You had a humble background with limited means; you had to trek a long distance to school in your village in Haryana…
(Laughs)… it never felt tough. I enjoyed it. That was the way of life back then. My wife and I had no attachment for money. If we had been attracted to money, we wouldn’t have taken the risks. In my view, happiness has nothing to do with money. It’s all a state of mind. The richest people have so many problems in life.
You pioneered the concept of shifting cybersecurity to the cloud. How did you think of it 17-18 years ago, when cloud as a concept was still very nascent?

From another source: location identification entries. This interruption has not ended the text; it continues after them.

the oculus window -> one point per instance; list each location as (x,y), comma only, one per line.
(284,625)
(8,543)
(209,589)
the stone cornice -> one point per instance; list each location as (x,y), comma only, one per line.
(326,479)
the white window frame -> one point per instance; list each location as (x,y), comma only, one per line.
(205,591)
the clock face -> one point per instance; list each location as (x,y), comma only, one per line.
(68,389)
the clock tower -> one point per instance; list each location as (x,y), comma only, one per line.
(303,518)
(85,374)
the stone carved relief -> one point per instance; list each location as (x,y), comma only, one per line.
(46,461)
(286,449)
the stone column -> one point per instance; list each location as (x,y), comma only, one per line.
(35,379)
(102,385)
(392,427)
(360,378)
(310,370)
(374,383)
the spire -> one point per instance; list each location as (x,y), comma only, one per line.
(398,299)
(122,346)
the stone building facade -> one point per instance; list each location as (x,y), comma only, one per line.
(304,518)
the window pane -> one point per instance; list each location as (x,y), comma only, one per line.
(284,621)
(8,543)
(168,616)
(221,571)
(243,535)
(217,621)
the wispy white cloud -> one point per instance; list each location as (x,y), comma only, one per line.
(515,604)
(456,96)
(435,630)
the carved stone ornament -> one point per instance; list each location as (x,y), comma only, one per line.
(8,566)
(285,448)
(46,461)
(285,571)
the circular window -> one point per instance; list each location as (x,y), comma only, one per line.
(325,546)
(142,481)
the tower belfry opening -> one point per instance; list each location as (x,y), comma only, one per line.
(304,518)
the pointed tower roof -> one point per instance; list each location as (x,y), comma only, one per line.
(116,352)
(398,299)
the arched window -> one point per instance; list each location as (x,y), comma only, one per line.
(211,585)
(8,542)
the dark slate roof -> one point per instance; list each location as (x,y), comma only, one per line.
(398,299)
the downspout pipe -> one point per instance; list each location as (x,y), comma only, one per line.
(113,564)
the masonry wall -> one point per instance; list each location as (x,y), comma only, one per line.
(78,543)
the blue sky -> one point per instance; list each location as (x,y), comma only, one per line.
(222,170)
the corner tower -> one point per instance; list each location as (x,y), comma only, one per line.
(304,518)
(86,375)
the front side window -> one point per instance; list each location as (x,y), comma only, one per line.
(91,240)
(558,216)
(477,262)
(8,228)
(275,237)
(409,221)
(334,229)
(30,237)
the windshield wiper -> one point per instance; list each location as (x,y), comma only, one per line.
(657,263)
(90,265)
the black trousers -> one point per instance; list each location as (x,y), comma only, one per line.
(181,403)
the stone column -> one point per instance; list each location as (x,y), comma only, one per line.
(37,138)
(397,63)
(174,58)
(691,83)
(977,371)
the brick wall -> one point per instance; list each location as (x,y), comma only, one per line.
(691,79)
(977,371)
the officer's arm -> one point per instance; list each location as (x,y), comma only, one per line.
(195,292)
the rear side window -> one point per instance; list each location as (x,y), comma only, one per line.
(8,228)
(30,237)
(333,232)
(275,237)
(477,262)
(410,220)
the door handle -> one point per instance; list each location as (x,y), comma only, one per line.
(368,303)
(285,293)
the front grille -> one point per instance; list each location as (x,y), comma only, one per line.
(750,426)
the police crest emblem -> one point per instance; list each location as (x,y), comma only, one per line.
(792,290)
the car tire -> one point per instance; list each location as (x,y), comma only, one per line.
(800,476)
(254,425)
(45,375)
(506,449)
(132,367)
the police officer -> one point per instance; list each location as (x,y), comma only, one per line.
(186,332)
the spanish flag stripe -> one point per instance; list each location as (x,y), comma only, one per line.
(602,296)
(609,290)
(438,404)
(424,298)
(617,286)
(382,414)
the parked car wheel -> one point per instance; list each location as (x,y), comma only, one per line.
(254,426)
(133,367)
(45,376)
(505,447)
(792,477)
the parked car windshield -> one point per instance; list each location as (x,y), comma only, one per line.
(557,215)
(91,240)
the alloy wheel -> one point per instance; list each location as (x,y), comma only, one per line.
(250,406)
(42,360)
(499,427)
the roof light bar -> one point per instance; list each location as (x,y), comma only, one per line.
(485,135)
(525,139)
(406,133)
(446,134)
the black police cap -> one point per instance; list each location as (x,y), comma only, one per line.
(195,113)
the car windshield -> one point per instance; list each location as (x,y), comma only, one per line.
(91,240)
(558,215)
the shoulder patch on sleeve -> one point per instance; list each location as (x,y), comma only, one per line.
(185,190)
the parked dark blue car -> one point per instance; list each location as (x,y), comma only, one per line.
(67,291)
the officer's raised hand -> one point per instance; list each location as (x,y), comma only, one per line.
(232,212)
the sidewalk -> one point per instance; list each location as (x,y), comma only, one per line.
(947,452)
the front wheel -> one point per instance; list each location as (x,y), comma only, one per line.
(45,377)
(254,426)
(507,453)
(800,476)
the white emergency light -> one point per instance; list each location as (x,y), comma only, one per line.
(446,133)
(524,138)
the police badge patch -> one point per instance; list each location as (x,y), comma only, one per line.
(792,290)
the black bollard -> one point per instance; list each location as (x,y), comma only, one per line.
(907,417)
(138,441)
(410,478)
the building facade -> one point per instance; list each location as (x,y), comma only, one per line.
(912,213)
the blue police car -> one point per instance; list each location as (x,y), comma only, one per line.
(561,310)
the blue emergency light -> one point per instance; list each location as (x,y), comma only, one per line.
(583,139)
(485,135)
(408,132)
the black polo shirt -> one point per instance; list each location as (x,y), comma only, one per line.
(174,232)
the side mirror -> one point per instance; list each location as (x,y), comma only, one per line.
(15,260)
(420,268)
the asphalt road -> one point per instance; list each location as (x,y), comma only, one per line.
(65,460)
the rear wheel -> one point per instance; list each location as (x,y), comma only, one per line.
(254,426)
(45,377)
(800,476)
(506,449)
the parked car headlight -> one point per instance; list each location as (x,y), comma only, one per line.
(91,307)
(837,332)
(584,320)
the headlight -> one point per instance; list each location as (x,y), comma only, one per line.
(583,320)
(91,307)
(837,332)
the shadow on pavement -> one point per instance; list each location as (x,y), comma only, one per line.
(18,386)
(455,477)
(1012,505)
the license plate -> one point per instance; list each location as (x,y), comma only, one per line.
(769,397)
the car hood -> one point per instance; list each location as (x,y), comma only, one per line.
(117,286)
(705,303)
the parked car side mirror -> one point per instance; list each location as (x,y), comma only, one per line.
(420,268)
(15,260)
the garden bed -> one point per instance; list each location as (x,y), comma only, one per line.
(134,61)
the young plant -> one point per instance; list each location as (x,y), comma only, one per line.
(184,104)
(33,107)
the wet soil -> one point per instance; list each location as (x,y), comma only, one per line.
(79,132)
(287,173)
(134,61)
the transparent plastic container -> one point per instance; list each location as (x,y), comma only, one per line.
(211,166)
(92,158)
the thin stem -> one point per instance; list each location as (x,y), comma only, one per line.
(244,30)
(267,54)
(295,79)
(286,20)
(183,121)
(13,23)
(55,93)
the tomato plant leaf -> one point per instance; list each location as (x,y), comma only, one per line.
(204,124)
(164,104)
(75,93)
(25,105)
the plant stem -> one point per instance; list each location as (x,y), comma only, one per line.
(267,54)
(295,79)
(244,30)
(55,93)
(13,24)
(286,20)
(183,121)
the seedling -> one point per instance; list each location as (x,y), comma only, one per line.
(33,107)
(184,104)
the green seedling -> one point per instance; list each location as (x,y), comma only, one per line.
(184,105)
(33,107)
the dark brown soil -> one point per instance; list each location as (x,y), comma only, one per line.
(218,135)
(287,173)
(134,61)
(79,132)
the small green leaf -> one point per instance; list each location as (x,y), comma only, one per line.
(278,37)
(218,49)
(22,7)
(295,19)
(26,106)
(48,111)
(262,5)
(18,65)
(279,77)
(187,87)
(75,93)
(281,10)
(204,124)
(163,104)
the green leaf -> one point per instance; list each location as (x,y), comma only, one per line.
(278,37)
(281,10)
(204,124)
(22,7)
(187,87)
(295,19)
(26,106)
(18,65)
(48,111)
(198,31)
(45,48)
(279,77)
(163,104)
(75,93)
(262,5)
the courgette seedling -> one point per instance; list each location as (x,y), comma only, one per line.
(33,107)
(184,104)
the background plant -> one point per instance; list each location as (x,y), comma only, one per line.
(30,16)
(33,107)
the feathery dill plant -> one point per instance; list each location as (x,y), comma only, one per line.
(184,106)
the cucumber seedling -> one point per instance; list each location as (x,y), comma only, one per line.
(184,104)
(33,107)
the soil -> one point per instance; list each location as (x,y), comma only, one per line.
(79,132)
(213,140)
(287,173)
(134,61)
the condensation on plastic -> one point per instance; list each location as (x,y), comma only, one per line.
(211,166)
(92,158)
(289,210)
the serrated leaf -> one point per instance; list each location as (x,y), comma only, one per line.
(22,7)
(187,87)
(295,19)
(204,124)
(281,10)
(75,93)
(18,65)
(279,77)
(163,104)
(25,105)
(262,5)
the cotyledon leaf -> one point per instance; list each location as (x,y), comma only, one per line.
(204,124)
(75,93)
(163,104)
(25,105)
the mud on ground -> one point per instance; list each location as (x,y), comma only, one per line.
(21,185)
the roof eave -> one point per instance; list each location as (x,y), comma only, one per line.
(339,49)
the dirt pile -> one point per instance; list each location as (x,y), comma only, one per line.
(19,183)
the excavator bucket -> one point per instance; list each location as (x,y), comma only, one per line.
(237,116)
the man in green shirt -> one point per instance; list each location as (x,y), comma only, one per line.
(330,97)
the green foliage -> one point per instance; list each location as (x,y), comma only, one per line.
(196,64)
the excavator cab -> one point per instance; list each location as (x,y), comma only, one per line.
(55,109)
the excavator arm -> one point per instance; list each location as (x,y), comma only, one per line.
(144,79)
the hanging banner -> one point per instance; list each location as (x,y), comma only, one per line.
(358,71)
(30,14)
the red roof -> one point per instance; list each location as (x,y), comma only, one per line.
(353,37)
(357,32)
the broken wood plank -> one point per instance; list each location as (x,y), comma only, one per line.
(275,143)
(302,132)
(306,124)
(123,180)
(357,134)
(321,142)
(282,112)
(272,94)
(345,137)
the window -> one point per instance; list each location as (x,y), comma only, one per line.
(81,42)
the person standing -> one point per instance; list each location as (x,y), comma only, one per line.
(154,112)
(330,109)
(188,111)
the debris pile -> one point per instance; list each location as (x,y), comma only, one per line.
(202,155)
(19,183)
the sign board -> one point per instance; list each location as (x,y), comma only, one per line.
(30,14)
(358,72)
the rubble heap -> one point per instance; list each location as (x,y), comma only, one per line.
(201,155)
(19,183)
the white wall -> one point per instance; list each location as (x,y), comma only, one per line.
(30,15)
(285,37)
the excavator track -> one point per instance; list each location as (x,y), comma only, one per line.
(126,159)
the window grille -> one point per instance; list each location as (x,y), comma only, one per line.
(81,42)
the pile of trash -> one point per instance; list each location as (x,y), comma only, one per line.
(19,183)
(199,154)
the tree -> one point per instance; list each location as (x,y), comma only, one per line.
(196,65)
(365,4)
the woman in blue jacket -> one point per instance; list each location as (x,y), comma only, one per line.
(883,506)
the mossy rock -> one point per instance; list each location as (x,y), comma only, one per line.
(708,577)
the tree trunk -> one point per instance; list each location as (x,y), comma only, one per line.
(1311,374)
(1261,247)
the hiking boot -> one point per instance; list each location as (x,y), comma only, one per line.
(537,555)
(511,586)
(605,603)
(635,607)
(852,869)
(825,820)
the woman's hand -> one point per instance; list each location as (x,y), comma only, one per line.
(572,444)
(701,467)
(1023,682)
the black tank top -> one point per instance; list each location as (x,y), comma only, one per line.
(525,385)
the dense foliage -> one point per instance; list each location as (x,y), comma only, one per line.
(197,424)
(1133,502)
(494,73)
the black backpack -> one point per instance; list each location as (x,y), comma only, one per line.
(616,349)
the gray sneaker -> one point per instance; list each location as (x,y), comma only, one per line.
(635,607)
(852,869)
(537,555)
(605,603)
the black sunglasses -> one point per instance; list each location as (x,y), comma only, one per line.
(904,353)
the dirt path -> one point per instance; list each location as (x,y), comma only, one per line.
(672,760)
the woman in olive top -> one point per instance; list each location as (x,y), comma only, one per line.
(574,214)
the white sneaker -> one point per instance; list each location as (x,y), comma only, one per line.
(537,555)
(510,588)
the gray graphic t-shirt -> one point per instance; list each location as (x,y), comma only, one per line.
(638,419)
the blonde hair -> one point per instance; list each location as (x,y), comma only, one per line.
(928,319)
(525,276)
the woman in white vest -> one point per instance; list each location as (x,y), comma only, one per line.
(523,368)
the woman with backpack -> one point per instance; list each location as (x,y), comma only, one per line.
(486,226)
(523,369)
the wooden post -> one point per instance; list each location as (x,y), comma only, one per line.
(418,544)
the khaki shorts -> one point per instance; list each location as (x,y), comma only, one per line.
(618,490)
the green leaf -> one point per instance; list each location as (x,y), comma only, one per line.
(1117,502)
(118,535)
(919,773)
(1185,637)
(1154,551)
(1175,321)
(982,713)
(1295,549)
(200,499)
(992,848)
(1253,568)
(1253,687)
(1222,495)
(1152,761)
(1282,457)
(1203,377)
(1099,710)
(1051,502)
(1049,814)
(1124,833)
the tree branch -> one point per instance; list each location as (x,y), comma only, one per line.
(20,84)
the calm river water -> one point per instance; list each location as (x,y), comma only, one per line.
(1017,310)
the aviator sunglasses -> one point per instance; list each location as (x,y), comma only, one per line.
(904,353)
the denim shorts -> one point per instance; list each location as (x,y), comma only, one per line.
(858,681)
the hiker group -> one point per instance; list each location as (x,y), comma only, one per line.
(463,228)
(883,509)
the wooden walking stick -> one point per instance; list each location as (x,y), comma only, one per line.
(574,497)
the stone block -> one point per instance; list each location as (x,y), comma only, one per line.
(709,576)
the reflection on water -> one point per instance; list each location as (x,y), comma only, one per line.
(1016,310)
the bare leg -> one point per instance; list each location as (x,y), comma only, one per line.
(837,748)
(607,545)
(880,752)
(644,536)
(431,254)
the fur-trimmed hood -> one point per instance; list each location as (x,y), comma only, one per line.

The old notion in cybersecurity was that you go to the office, connect to the network and then move around, discover all applications and servers. This was called castle-and-moat security. When someone from outside comes in, they are checked; but if they are coming in by impersonating someone else, then they have access to everything inside.
Our Zero Trust concept says, ‘don’t trust anyone coming inside your building’. It can be understood this way — If I come to see you at your headquarters, I am stopped at the reception, they check my ID, give me a badge, and then will escort me to meeting room 2. Once the meeting is over, they escort me out. No one is trusted. The minimum required trust is given to go to a specific place and then you are out. In doing this, all ransomware attacks essentially disappear.
It’s a different approach of doing things. When I started Zscaler, the thought process was, ‘if applications are everywhere, users are everywhere, where are you going to build these trusted moats and networks’. Let’s not build better firewalls, let’s turn this institution on its head.
I had been using Salesforce and NetSuite since 2001 for my start-up companies. In 2001, each of them was under $10 million in annual sales… I was a big fan of how easily you could set up Salesforce and NetSuite, and hence was convinced that cybersecurity, too, had to shift to the cloud.
Today, in the era of AI, how is Zscaler adapting?
We believe that AI should be fought with AI. At Zscaler we have the solutions for emerging threats. But enterprises suffer from inertia and are slow in adapting to change, while hackers have no such inertia. So, the biggest message I have for enterprises is — step up and start acting on AI security faster.
How important is India as a market for you?
India has evolved and become a much bigger market. We have a big presence in India today. Almost 38 per cent of our 7,500-odd employees are in India. My focus from early days was, if a given function can be done in India, then it should be done in India.
The marketing and sales team apart, to cater to the India business, a big part of our engineering, quality assurance and testing, and cloud support function out of India. Also, 80 per cent of our finance team is in India. We have expanded into multiple cities. Chandigarh is the largest centre for us.
In fact, we opened our Bengaluru office before we opened our Silicon Valley office. In the past 5-6 years we have been seeing Indian customers getting sophisticated and savvy about cybersecurity.
Six years ago, India was probably the 13th country for Zscaler in terms of sales. Now it has become the fifth largest. The only countries ahead are the US, the UK, Germany and Japan. Today there is competition between my sales teams in India and Japan for the number four ranking.
You went to study in the US on a scholarship from JRD Tata. If you hadn’t got that, where would you be today? Also, your reflections on meeting JRD?
I would have probably been an engineering lead in one of the Indian companies. I had almost given up… I am sitting in a small village with no banks and no loans! The one thing that helped me was that I kept searching and trying to figure out what I could do to fund my flight tickets and spent hours and days in the library. And then I stumbled across this scholarship by accident. Perseverance helped.
So, after I applied, I went to Bombay, where I had a three- to four-minute interview with JRD Tata. He had all the files and asked 2-3 simple questions and said, ‘Go! Good Luck!’
So, I got a loan scholarship — a one-way ticket and $200 in cash. And we are where we are today, thanks to that.